Mike: Along the lines of rites of passage that you brought up earlier I think some of the basic ones like the rites of passage to become an adult you know becoming a teenager are pretty obvious but what would you say that are [00:38:00] in the context of our modern technology and world would be a good idea to create us a new rite of passage? For example like the day you are allowed to use your cellphone being a cultural thing to be using social media in a responsible and effective way that you know you’re not addicted to notifications and that sort of thing.
Daniel: I would say it is a great inquiry for us to think about the rights of passage didn’t have a lot to do with both making someone sure someone was prepared for a certain kind of responsibility [00:38:30] and predisposing them to handle it well and so as we have the technological capacity to be more affected by our tech and to affect more of the world with our tech. We both need to build the tech better itself. Chris, Tom Harris and others are talking alot of how we’re building techs that are mostly bad for humans. That is optimising [00:39:00] bluescreen, clickbait, dopamine adiction, for people with really shitty attention spans and distraction issues. We actually need to build the tech differently itself because this again, is a gaming mechanics thing like if I’m focused on how do i get the most number of clicks and the most time on site. That’s not gonna make the happiest people, right? And the happiest people are gonna come and do their sh*t and probably leave and do different kinds of beheviour that are not focused on driving, clicking ads [00:39:30] and so if I learned how to hijack their dopamine opioid response – this is a bad thing. So part of it is that we actually just have the technology differently and again that gets back to the theory of incentives so just like the pharmaceuticals if the incentives of the tech developers are not exactly aligned with the wellbeing of the people the tech is being developed for are gonna get a deep missmatch. So anywhere that incentive and wellbeing is missaligned, that externality gap is a problem and [00:40:00] with exponensial tech capacity tha externality gap becomes a catastrophic problem. But i think also, preparing people to handle responsiblity of tech better is a meaningful part of it and I would be very curious to see what the rites of passage in the future might look like.

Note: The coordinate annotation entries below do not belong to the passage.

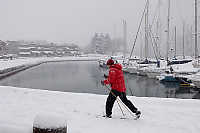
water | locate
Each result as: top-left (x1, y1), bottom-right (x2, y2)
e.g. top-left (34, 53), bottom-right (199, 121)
top-left (0, 61), bottom-right (196, 98)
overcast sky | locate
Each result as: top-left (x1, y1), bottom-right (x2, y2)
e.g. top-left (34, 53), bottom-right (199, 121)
top-left (0, 0), bottom-right (194, 46)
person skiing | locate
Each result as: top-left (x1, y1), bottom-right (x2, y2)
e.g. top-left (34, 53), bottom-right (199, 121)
top-left (101, 59), bottom-right (141, 118)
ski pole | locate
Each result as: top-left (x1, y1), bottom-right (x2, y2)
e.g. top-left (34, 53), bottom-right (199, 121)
top-left (103, 83), bottom-right (125, 116)
top-left (105, 85), bottom-right (135, 117)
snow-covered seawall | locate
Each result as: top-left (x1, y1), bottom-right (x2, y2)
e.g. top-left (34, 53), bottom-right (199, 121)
top-left (0, 86), bottom-right (200, 133)
top-left (0, 57), bottom-right (100, 79)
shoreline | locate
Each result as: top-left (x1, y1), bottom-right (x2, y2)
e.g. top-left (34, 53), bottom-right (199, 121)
top-left (0, 57), bottom-right (99, 80)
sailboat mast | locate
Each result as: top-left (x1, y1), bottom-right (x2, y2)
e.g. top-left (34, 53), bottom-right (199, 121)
top-left (123, 20), bottom-right (127, 57)
top-left (194, 0), bottom-right (198, 59)
top-left (183, 22), bottom-right (185, 59)
top-left (145, 0), bottom-right (149, 59)
top-left (174, 26), bottom-right (176, 58)
top-left (166, 0), bottom-right (170, 61)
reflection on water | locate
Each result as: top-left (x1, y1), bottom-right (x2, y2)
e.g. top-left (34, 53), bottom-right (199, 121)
top-left (0, 61), bottom-right (198, 98)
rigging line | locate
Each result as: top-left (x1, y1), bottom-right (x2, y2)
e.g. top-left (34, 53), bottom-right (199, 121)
top-left (130, 0), bottom-right (148, 58)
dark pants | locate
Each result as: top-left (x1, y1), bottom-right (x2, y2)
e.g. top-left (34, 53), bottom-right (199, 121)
top-left (106, 90), bottom-right (137, 116)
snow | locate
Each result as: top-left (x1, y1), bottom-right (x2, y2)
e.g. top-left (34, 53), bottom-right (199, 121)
top-left (0, 56), bottom-right (200, 133)
top-left (0, 86), bottom-right (200, 133)
top-left (33, 113), bottom-right (67, 129)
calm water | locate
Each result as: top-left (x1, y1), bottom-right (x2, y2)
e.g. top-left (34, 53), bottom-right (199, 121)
top-left (0, 61), bottom-right (196, 98)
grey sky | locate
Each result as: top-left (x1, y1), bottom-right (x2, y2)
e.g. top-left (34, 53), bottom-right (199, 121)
top-left (0, 0), bottom-right (194, 46)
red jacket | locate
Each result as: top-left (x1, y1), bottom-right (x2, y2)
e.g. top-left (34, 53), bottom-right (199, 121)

Mike: This is why blockchain has become such an interesting thing for us because it’s a different way of looking at building these technologies while removing the incentives to optimise for [00:40:30] a single entity. For example clickbait, time on site, that sort of thing. So I picture using the blockchain to develop an operating system for a phone that would be open source and people could develop something like maybe making adblock in that sort of thing native to the phone and then you know building a whole operating system around this principle of work and make it better for the human and then I also picture having sort of the rites of passage and rituals [00:41:00] built into that operating system too.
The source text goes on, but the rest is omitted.